Inducement can be a significant factor in severance entitlement. The theory is that if an employer persuades someone to leave secure employment and then dismisses them, then the employee should be entitled to more notice than someone who worked the same period but did not have a secure job before. It can often dramatically increase the worker’s entitlement.

However, inducement does not mean hiring anyone who had a job; it refers to situations where the person is convinced to leave that job. If they were actively looking for a new job, then inducement will not apply. That is exactly what the court found in Dalton, where the facts showed that the employee was the one who initiated contact with the company as he was hoping to leave his current job.

Myth #4: Severance is an absolute entitlement

We often hear from individuals who are extremely upset that their former employer is trying to “screw them” out of their severance. When we dig deeper, we find that it is because they were offered a package that reduces the amount of severance if they find new work. As we explain, that is consistent with the underlying legal principles: Severance is intended to bridge someone to their next job, and is not an absolute entitlement.

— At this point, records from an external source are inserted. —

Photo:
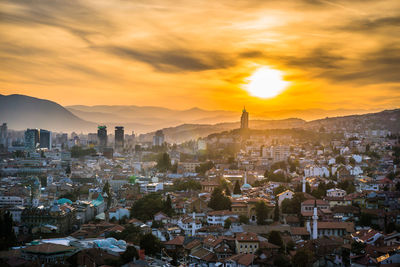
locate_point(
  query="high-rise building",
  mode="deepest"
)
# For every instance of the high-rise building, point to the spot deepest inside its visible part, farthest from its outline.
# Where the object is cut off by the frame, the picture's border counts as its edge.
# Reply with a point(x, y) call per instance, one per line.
point(31, 139)
point(119, 138)
point(158, 138)
point(102, 136)
point(244, 120)
point(45, 139)
point(3, 135)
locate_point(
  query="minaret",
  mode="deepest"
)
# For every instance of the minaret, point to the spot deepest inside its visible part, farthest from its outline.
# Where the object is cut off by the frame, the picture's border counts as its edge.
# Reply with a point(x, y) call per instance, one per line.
point(315, 221)
point(194, 224)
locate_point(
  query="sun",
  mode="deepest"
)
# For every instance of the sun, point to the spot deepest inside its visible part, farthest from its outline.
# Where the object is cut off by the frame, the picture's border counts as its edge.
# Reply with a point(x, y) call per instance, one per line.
point(265, 83)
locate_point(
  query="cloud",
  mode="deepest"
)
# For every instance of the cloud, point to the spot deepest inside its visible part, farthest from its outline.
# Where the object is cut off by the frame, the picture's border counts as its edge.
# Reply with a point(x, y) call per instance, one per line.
point(174, 60)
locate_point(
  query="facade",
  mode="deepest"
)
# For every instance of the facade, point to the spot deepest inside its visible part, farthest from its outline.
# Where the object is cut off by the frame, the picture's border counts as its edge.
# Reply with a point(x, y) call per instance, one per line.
point(3, 135)
point(335, 192)
point(247, 243)
point(119, 138)
point(218, 217)
point(102, 137)
point(244, 120)
point(31, 139)
point(11, 201)
point(158, 138)
point(45, 139)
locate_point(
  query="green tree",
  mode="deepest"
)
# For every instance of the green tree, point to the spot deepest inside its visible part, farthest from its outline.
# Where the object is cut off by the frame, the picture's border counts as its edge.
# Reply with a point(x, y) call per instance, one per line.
point(163, 162)
point(340, 160)
point(261, 212)
point(168, 206)
point(129, 255)
point(7, 235)
point(243, 219)
point(219, 201)
point(303, 258)
point(279, 190)
point(202, 168)
point(227, 223)
point(236, 189)
point(145, 208)
point(276, 212)
point(151, 244)
point(274, 237)
point(107, 190)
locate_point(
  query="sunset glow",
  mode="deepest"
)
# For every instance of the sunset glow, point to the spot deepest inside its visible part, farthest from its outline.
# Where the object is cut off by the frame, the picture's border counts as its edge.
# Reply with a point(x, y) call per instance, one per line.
point(266, 83)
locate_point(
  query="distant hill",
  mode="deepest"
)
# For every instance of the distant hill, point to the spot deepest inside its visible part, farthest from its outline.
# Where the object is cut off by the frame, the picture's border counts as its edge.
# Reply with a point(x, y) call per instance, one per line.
point(186, 132)
point(142, 119)
point(21, 112)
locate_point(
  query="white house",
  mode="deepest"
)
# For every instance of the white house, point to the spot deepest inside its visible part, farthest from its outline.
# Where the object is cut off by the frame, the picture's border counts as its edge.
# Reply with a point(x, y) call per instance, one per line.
point(119, 213)
point(284, 195)
point(335, 192)
point(218, 217)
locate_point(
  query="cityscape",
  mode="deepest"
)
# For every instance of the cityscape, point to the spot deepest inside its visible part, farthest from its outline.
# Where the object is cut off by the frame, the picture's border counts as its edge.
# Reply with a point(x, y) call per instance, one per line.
point(200, 133)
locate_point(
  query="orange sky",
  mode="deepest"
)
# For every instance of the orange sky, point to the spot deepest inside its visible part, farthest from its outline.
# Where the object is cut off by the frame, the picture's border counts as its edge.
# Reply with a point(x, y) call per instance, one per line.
point(181, 54)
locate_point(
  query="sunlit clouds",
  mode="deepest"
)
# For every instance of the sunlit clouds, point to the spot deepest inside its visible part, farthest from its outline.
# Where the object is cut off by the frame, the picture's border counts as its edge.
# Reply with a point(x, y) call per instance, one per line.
point(181, 54)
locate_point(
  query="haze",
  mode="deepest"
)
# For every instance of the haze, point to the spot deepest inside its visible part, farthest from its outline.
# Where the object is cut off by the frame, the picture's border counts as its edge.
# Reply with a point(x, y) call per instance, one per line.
point(182, 54)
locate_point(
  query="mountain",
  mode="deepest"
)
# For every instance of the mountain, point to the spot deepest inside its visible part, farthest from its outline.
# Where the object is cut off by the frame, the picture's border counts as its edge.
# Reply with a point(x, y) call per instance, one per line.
point(21, 112)
point(142, 119)
point(187, 132)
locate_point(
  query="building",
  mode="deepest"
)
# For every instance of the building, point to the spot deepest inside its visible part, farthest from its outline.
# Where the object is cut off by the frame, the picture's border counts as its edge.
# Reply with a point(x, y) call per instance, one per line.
point(45, 139)
point(244, 120)
point(335, 192)
point(219, 217)
point(3, 135)
point(11, 201)
point(31, 139)
point(246, 243)
point(158, 138)
point(119, 138)
point(102, 137)
point(284, 195)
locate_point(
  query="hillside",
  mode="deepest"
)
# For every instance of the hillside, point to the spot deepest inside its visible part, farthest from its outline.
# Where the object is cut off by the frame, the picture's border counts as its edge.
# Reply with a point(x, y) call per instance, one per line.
point(21, 112)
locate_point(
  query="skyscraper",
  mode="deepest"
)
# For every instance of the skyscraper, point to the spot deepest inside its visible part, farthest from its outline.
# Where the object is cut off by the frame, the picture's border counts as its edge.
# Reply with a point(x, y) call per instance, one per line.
point(3, 135)
point(244, 120)
point(102, 136)
point(31, 139)
point(119, 138)
point(158, 138)
point(45, 139)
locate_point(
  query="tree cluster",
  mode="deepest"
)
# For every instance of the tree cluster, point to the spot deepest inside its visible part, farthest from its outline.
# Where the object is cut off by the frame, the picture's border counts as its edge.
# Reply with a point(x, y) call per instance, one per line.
point(219, 201)
point(145, 208)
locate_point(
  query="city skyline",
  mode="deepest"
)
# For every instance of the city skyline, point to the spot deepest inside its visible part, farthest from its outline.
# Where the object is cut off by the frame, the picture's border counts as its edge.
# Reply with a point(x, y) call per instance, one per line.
point(332, 54)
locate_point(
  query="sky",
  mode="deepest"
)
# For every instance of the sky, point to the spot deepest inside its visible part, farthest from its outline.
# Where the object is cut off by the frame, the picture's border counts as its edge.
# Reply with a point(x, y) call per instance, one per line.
point(193, 53)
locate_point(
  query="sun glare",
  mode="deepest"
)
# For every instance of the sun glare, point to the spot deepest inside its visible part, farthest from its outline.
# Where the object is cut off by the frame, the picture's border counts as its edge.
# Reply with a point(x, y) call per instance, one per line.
point(265, 83)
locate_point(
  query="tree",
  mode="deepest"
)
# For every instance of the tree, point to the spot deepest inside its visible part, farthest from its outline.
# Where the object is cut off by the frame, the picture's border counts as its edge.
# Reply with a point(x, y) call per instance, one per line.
point(261, 212)
point(236, 189)
point(227, 223)
point(275, 238)
point(129, 254)
point(276, 212)
point(7, 235)
point(202, 168)
point(107, 190)
point(168, 206)
point(151, 244)
point(163, 162)
point(219, 201)
point(145, 208)
point(303, 258)
point(243, 219)
point(279, 190)
point(340, 160)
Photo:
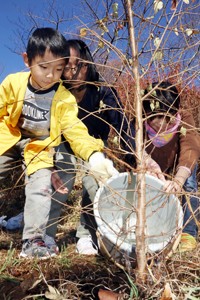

If an employee is let go and sues for wrongful dismissal, any employment income they earn during the notice period will be subtracted from their severance entitlement. For example, even if they would otherwise be entitled to 18 months of severance, if they fully mitigate their losses by finding new employment with the same compensation after six months, then they will only be entitled to compensation for those six months.

There is a duty to mitigate or make reasonable efforts to find new employment. In addition to having new employment income deducted from severance, an employee can be penalized for failing to engage in a reasonable job search. While it is not easy for an employer to establish this, it does happen: A good example is the recent decision in Moore v. Instow Enterprises Ltd. et al. (carrying on business as Kal Tire), in which the court found that the employee “failed to mitigate his losses. His job search efforts were not active, were unduly restrictive to a niche role in one industry, and were not reasonable in the circumstances”.

The court set out what is expected of a dismissed employee:

“A job search is an active prospect, and it can be a difficult and onerous one. It requires more than creating a resumé and conducting computer searches. Looking at job postings, absent further action, is not sufficient to fulfill the requirement that a person undertake a reasonable job search. A reasonable job search may include activities such as reaching out to contacts within the industry, writing cover letters setting out why you qualify for a position, following up with telephone calls, or email correspondence…

“His obligation is not limited to searching for exactly the same, or a nearly identical, job that he has been terminated from. I find Mr. Moore limiting his search to solely commercial sales in the tire sector to be unreasonable in the circumstances. A reasonable job search requires a willingness to explore how one’s experience and skills may be portable to other industries or areas. Reasonably similar employment could encompass senior sales jobs in other industries, another job in the same industry, or a job with a different title or in a different industry that makes use of similar skill sets, aptitude, and experience. In determining what employment is reasonably similar, some flexibility is required.

I find that Mr. Moore has failed to mitigate his losses. His job search efforts were not active, were unduly restrictive to a niche role in one industry, and were not reasonable in the circumstances.”

As a result, his damages were reduced from 20 months to 17.


As we always say, many of these issues can be avoided with a strong employment contract. Employers can:

  • replace the common law entitlement to “reasonable notice” of dismissal
  • specify and limit the entitlement to notice of dismissal or severance
  • establish a probationary period

Although the employee’s entitlement was reduced in Moore, courts will usually expect evidence that the individual failed to make a reasonable effort and that if they had, it is reasonably likely that they would have found employment. As a result, employers are advised to monitor job postings and gather evidence on this point.